Saat itu pertengahan Juli, puncak musim perjalanan musim panas, dan berita dari Eropa tidak terlihat bagus: Akibat panas”cacat permukaan” menutup sebentar landasan pacu di Bandara Luton London. Kereta ditunda atau dibatalkan di seluruh Inggris karena jalur yang terlalu panas. Lebih dari dua lusin stasiun cuaca di Prancis mencatat suhu tertinggi yang pernah ada. Dan kebakaran hutan berkobar di kawasan wisata Prancis, Spanyol, Portugal, Italia dan Yunani, termasuk di luar Athena.

“Jika kalian berada di pusat kota, kalian dapat melihat keluar dan melihat Acropolis, dan di kejauhan kalian dapat melihat kabut merah,” kata Peter Vlitas, wakil presiden eksekutif di Internova Travel Group, yang berada di Athena selama acara berlangsung. kebakaran hutan, yang sejak itu berhasil dikendalikan oleh petugas pemadam kebakaran.

Pak Vlitas menambahkan bahwa dia bisa mencium bau asap dari hotelnya dan terkadang harus menutup pintunya untuk mencegah abu halus masuk ke kamarnya.
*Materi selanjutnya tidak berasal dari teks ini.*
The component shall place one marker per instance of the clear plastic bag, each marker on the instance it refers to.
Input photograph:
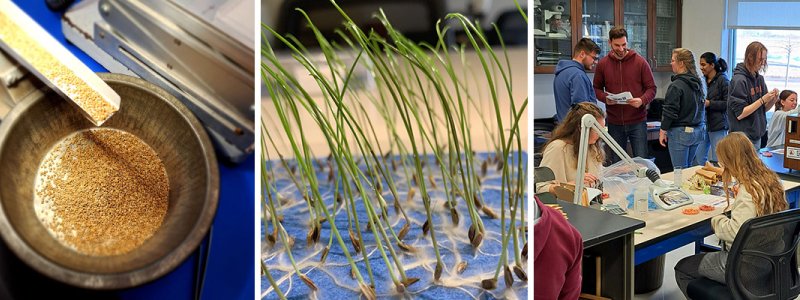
(620, 182)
Tapi kehidupan di Athena, katanya, berjalan seperti biasa.

“Kedai-kedai penuh pada malam hari dan taksi-taksi sibuk, yang selalu menjadi barometer yang bagus,” kata Tuan Vlitas, masih di Athena. “Yunani mengalami apa yang dialami oleh seluruh Eropa – rekor jumlah turis.”

Setelah lebih dari dua tahun menunda liburan mereka, para pelancong enggan untuk membatalkan perjalanan mereka, bahkan dalam menghadapi cuaca yang menjadi berita utama. Tetapi beberapa orang di industri menggambarkan semakin banyak pelancong yang menyesuaikan rencana mereka untuk memperhitungkan suhu tinggi, baik dengan menukar tujuan, mengerjakan ulang jadwal siang hari mereka, atau menunda perjalanan mereka satu atau dua bulan.

Mengingat kecepatan dan lintasan perubahan iklim, perubahan seperti itu kemungkinan akan menjadi lebih umum — dan lebih perlu — di tahun-tahun mendatang. Itu terutama berlaku untuk perjalanan ke Eropa, wilayah yang oleh para peneliti iklim digambarkan sebagai “titik panas” untuk panas musim panas yang parah, dan di mana mereka memprediksi bahwa gelombang panas di masa depan akan lebih lama, lebih sering, dan lebih intens.

Bahkan dengan jumlah turis musim panas yang tinggi ini, sudah ada tanda-tanda halus bahwa panas mendorong perubahan yang bisa menjadi norma di masa depan. Kalender perjalanan musim panas Eropa telah mulai meregang ke bulan-bulan yang lebih tenang (dan lebih dingin) di bulan April, Mei, September dan Oktober, sementara banyak pelancong mulai mengubah rencana perjalanan mereka ke utara dan menuju pantai.

Karen Magee, wakil presiden senior dan manajer umum di In the Know Experiences, mengatakan bahwa, mulai pertengahan Juli, biro perjalanannya mulai menerima telepon dari klien yang menanyakan apakah mereka dapat menyesuaikan rencana perjalanan mereka dengan cuaca panas.

“Itu baru,” kata Ms. Magee. “aku tidak ingat kapan terakhir kali ada orang yang menelepon dan berkata, ‘Mungkin kita akan melewatkan Roma dan memilih kota yang lebih mudah diakses pantai.’ Atau mungkin mereka mempersingkat rencana perjalanan mereka di kota dan memilih untuk pergi ke pedesaan sedikit lebih cepat dari yang mereka rencanakan.”

Dolev Azaria, pendiri Azaria Travel, membantu satu keluarga membuat pilihan menit terakhir untuk menghabiskan lima hari pertama liburan mereka di Amsterdam daripada Roma, hanya untuk menghindari panas. Klien lain membatalkan rencana mereka untuk Tuscany dan memesan ulang untuk Sisilia, di mana setidaknya mereka akan mendapatkan angin Mediterania.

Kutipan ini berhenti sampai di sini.